Avec ce dispositif prudentiel qui entrera en vigueur début 2013, les banques françaises, qui conservent l’essentiel des prêts qu’elles consentent jusqu’à échéance, seront pénalisées.

Pour rester opérantes, elles réfléchissent donc à se défaire de certains prêts déjà accordés, voire à placer, dès le départ, certains crédits auprès d’investisseurs en jouant le rôle d’intermédiaire.

Afin de ne pas s’en remettre qu’aux seuls marchés, les banques ont pris langue avec les assureurs qui disposent par nature de ressources à placer (les primes) et n’ont pas peur du long terme.

CNP Assurances négocie ainsi actuellement avec des banques le rachat de portefeuilles de prêts, dont le rendement est “plus intéressant que de l’obligataire” en cette période de taux historiquement bas, souligne le directeur général adjoint, Antoine Lissowski.

Son concurrent Axa est lui déjà allé plus loin en concluant un partenariat avec la Société Générale. Il en négocie un autre avec le Crédit Agricole.

Concrètement, la Société Générale opérera des placements privés auprès d’Axa pour des montants compris entre 30 et 100 millions d’euros pour le compte d’entreprises au chiffre d’affaires supérieur à 250 millions, tout en conservant une partie des prêts.

Le placement privé consiste, pour une entreprise, à émettre des titres de dette qui sont directement souscrits par un ou plusieurs investisseurs, sans passer par le marché obligataire public.

L’assureur prévoit de consacrer une enveloppe globale de 500 millions d’euros à ces opérations mais elle pourrait grimper jusqu’à un milliard.

Les assureurs méfiants

Quant à la maison-mère Groupama, elle indique à l’AFP que le placement dans des portefeuilles de crédit “fait partie des sujets à l’étude”, même si “ce n’est pas une priorité”, compte tenu de la restructuration que mène actuellement l’assureur.

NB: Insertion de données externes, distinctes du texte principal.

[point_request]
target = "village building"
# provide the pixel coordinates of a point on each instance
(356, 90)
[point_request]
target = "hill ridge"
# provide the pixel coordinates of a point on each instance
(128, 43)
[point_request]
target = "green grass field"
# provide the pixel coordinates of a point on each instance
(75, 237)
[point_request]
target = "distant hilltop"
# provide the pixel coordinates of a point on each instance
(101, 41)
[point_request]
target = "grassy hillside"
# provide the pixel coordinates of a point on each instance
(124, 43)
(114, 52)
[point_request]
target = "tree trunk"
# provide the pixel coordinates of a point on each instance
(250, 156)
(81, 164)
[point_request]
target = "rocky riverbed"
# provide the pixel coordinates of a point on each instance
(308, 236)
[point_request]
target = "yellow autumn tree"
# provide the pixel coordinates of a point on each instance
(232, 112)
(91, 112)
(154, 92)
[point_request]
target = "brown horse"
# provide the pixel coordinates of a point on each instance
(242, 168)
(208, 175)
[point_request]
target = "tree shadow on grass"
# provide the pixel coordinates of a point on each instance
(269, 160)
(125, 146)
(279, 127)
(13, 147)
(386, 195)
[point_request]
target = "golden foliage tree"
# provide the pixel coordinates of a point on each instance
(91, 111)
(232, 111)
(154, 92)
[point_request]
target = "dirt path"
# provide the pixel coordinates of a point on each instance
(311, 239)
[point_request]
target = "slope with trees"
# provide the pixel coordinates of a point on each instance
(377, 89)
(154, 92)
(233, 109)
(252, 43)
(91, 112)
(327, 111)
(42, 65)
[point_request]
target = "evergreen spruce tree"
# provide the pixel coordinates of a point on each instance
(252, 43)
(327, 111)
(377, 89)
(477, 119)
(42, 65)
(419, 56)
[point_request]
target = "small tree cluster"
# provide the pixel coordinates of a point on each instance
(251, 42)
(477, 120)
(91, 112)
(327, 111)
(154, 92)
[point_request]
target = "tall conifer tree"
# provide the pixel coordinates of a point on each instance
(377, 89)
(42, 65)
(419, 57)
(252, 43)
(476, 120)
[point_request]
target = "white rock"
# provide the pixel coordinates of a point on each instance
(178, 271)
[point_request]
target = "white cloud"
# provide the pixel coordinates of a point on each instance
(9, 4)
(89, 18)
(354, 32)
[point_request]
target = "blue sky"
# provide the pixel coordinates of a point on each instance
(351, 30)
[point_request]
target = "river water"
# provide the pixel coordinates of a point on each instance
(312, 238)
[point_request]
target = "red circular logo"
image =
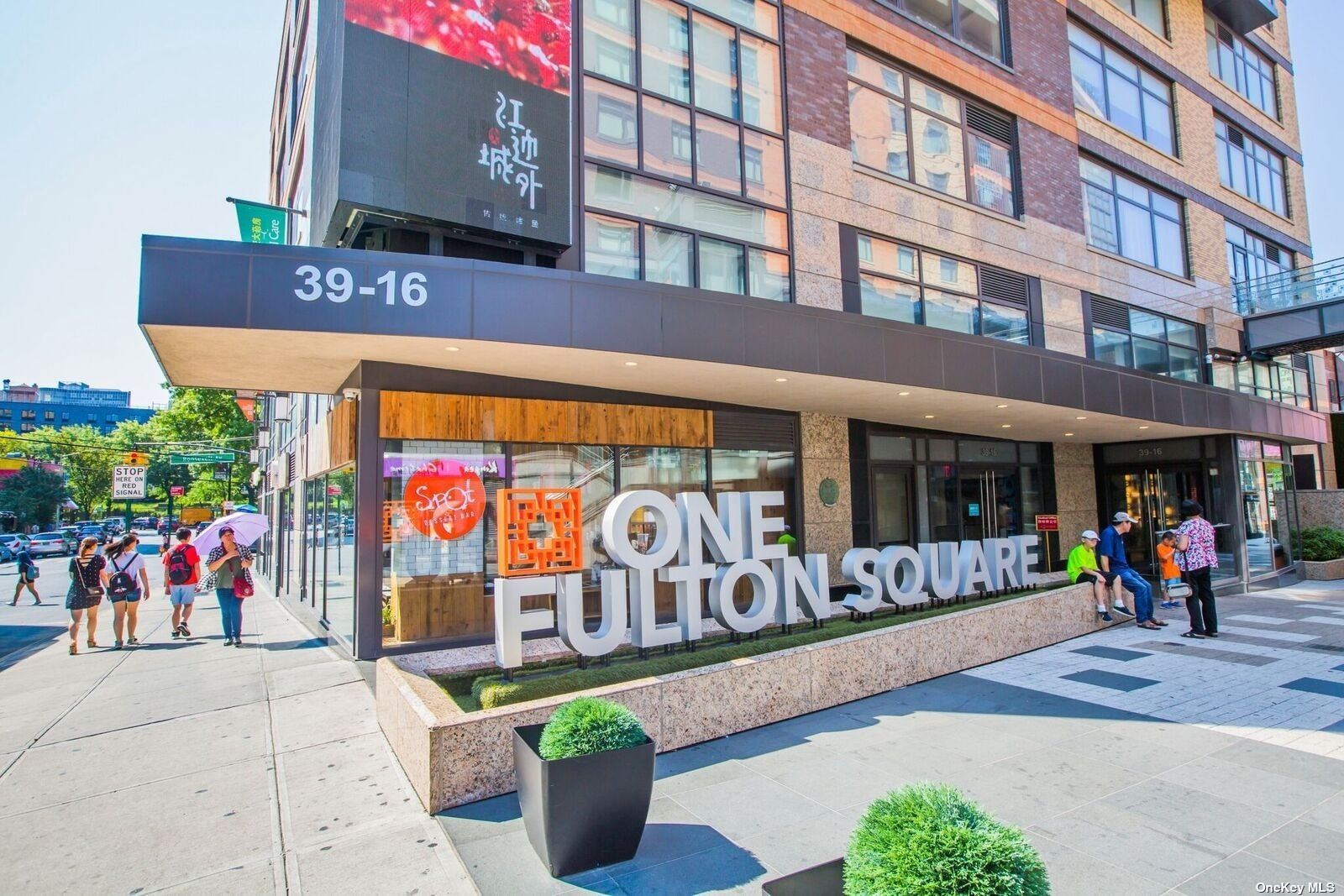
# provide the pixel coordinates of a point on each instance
(444, 500)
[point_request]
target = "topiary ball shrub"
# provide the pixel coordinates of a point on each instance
(1321, 543)
(586, 726)
(927, 840)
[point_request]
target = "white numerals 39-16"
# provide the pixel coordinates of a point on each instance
(340, 286)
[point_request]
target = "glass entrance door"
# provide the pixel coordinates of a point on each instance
(891, 506)
(991, 504)
(1152, 496)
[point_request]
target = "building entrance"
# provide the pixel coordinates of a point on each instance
(1152, 496)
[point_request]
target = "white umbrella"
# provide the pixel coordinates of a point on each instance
(248, 528)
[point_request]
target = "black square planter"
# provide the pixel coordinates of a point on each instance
(584, 812)
(819, 880)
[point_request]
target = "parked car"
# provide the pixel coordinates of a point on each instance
(49, 544)
(93, 531)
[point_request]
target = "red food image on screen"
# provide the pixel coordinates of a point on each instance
(526, 39)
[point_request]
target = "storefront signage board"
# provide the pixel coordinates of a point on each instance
(722, 544)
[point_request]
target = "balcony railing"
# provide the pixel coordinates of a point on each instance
(1290, 289)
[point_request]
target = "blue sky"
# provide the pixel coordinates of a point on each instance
(139, 118)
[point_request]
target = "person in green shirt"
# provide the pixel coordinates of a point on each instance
(1082, 567)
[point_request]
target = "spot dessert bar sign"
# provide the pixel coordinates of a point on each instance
(734, 540)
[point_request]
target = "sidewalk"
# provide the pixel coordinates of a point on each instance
(192, 768)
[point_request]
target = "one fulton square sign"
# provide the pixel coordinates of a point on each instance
(723, 544)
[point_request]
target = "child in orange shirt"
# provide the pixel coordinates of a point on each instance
(1171, 575)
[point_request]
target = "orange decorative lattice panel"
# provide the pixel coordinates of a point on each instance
(541, 531)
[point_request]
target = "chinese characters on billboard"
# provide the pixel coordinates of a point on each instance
(487, 107)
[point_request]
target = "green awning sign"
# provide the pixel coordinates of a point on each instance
(260, 223)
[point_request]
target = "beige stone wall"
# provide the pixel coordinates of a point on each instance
(1075, 495)
(454, 758)
(1320, 506)
(826, 454)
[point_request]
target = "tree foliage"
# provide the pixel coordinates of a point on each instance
(33, 495)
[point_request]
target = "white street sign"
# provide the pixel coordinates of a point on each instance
(128, 483)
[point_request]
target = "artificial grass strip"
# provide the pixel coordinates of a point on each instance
(474, 691)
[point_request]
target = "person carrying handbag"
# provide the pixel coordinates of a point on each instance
(228, 573)
(85, 591)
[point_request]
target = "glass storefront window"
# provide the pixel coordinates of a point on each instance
(438, 537)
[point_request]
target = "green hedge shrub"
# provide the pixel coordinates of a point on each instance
(1323, 543)
(927, 840)
(586, 726)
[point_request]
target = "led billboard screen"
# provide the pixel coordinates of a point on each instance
(460, 112)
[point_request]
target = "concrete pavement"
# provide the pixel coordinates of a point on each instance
(190, 768)
(1137, 762)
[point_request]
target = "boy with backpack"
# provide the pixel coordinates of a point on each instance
(181, 571)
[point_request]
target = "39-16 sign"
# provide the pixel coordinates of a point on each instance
(338, 285)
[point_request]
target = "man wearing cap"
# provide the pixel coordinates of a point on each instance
(1082, 567)
(1110, 553)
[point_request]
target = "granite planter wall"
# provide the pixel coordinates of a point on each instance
(1324, 571)
(454, 758)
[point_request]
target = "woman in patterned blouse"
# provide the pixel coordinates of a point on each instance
(1198, 559)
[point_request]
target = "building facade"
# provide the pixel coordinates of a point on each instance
(24, 409)
(927, 269)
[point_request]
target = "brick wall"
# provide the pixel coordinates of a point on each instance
(815, 78)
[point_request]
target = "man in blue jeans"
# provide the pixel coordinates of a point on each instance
(1110, 553)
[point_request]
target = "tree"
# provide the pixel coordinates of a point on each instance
(34, 495)
(214, 418)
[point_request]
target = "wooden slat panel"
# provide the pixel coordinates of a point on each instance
(420, 416)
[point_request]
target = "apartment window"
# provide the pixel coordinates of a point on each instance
(1250, 168)
(1249, 257)
(1110, 85)
(913, 130)
(976, 23)
(691, 187)
(638, 230)
(1149, 13)
(1144, 340)
(1131, 219)
(1285, 379)
(918, 286)
(1241, 66)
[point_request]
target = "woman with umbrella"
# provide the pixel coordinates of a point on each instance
(228, 567)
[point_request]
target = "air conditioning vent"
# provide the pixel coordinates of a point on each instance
(1003, 286)
(1109, 313)
(990, 123)
(746, 430)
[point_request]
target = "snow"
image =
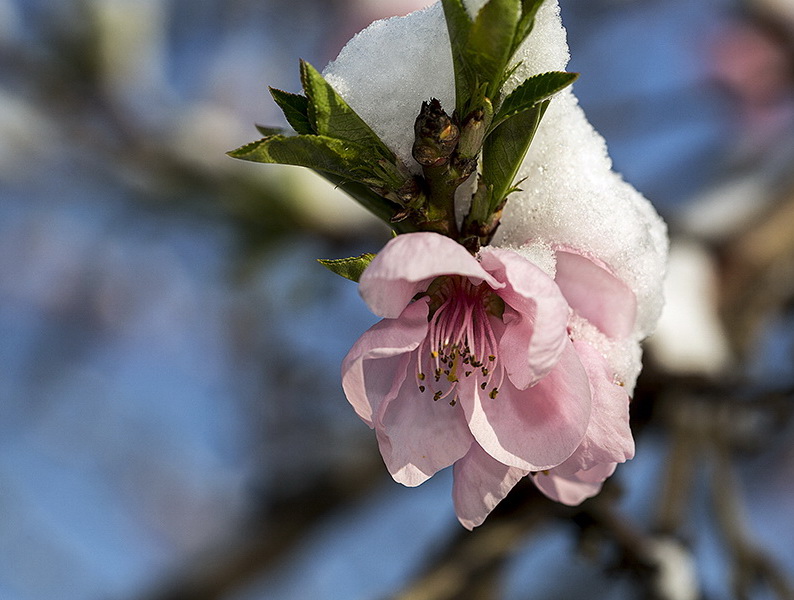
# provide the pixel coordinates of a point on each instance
(570, 198)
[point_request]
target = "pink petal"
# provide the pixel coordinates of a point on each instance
(608, 438)
(408, 264)
(596, 294)
(537, 317)
(371, 370)
(419, 436)
(576, 488)
(537, 428)
(480, 484)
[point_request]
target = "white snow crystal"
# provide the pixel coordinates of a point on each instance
(570, 197)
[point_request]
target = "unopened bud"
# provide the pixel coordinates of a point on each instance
(435, 135)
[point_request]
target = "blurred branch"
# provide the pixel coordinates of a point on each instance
(751, 565)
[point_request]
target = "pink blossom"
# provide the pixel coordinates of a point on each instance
(472, 365)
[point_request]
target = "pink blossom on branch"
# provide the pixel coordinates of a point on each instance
(473, 365)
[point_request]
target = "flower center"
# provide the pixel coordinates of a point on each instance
(461, 344)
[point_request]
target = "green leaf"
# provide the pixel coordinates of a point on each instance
(321, 153)
(505, 148)
(459, 26)
(331, 116)
(381, 207)
(529, 9)
(533, 90)
(491, 41)
(296, 110)
(269, 131)
(350, 268)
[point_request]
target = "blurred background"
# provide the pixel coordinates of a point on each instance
(171, 420)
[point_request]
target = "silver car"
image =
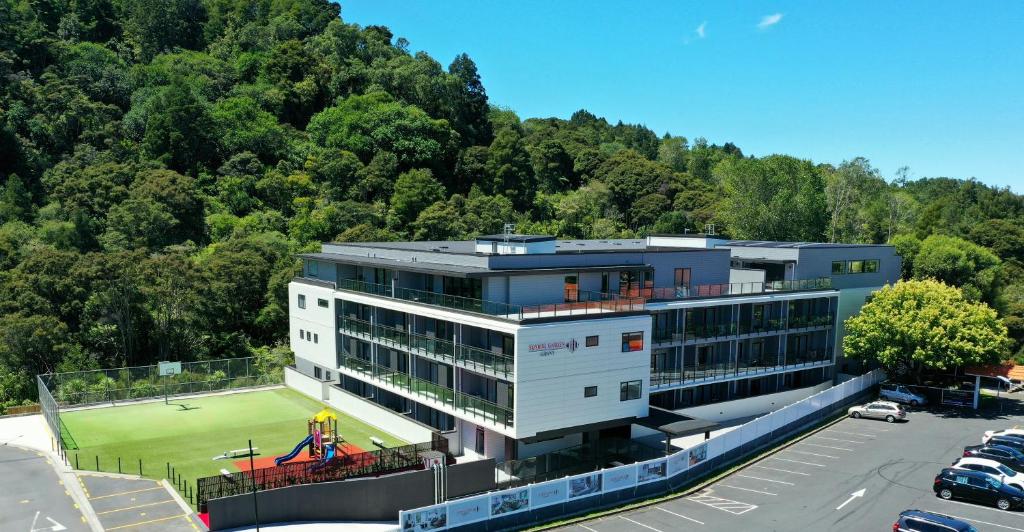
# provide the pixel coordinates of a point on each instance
(887, 410)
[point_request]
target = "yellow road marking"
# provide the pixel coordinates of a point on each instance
(147, 522)
(125, 493)
(135, 506)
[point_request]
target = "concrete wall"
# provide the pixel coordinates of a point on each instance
(356, 499)
(752, 405)
(550, 381)
(315, 319)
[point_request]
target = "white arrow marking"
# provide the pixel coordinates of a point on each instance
(855, 494)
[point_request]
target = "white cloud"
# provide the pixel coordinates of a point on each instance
(769, 20)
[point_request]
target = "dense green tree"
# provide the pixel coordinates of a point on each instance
(914, 326)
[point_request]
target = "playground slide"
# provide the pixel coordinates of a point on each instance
(295, 452)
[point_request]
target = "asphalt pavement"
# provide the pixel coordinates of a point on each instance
(32, 496)
(856, 475)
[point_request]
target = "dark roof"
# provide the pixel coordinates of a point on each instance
(516, 237)
(675, 425)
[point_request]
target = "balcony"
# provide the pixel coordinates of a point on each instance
(470, 357)
(470, 405)
(770, 363)
(587, 302)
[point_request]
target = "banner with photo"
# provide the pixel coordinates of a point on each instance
(651, 471)
(585, 485)
(697, 454)
(620, 478)
(548, 493)
(510, 501)
(430, 518)
(678, 463)
(464, 512)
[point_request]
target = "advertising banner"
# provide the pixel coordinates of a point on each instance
(651, 471)
(510, 501)
(678, 463)
(468, 511)
(585, 485)
(620, 478)
(430, 518)
(548, 493)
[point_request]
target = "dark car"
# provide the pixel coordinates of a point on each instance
(918, 521)
(1008, 456)
(977, 487)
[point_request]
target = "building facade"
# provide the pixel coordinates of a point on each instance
(518, 345)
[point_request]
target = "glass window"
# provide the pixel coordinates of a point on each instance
(629, 391)
(682, 276)
(632, 342)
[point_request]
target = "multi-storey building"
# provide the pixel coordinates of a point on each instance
(517, 345)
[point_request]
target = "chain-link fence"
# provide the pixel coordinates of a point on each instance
(127, 384)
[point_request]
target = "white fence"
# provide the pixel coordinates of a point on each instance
(550, 499)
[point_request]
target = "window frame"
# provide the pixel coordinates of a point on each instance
(628, 339)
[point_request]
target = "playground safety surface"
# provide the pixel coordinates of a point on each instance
(136, 504)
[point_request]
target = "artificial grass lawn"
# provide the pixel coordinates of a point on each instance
(188, 439)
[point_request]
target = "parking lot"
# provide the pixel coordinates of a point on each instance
(855, 475)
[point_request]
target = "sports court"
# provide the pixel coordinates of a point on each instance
(189, 432)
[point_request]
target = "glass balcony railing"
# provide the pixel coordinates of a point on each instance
(586, 302)
(474, 358)
(470, 404)
(747, 367)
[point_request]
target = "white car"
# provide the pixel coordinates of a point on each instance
(996, 470)
(1017, 433)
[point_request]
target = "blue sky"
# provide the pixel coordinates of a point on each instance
(937, 86)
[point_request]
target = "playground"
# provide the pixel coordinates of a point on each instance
(201, 436)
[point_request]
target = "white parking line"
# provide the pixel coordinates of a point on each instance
(783, 471)
(838, 440)
(981, 522)
(639, 523)
(766, 480)
(813, 453)
(798, 461)
(680, 516)
(826, 446)
(745, 489)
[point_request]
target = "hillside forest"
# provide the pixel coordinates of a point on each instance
(163, 161)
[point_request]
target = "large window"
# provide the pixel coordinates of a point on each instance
(630, 390)
(632, 342)
(682, 276)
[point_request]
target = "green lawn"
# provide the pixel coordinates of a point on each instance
(188, 439)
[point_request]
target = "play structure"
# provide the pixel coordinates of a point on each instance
(322, 441)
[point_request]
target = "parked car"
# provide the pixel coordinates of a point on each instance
(902, 394)
(887, 410)
(1006, 455)
(1005, 432)
(977, 487)
(918, 521)
(995, 469)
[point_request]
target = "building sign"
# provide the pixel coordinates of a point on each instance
(550, 348)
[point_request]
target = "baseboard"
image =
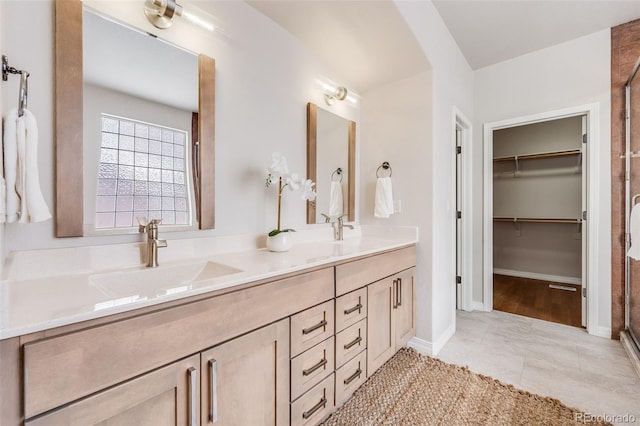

Autre mastodonte du secteur, Covéa (Maaf, MMA, GMF) “analyse actuellement le sujet avec diverses banques”, a indiqué l’assureur mutualiste.

Intéressés, les assureurs restent néanmoins méfiants, échaudés par le spectre du “subprime”, qui a déclenché une réaction en chaîne en 2007 justement par le biais de ces portefeuilles de prêts revendus à des investisseurs et disséminés généreusement.

Pour se prémunir contre ces risques, CNP exige que ce ne soit pas la banque qui a consenti les prêts qui réalise la transformation en titres, “pour éviter une asymétrie de l’information”, et demande que la banque conserve une partie du risque lié à ces prêts, afin que les intérêts “restent alignés”.

Avant de parler de mouvement massif, le secrétaire général du Groupement des entreprises d’assurance mutuelle (Gema), Jean-Luc de Boissieu, prévient que “seules deux ou trois assureurs ont des équipes suffisantes pour analyser le risque de crédit” (impayés) associé à ces prêts.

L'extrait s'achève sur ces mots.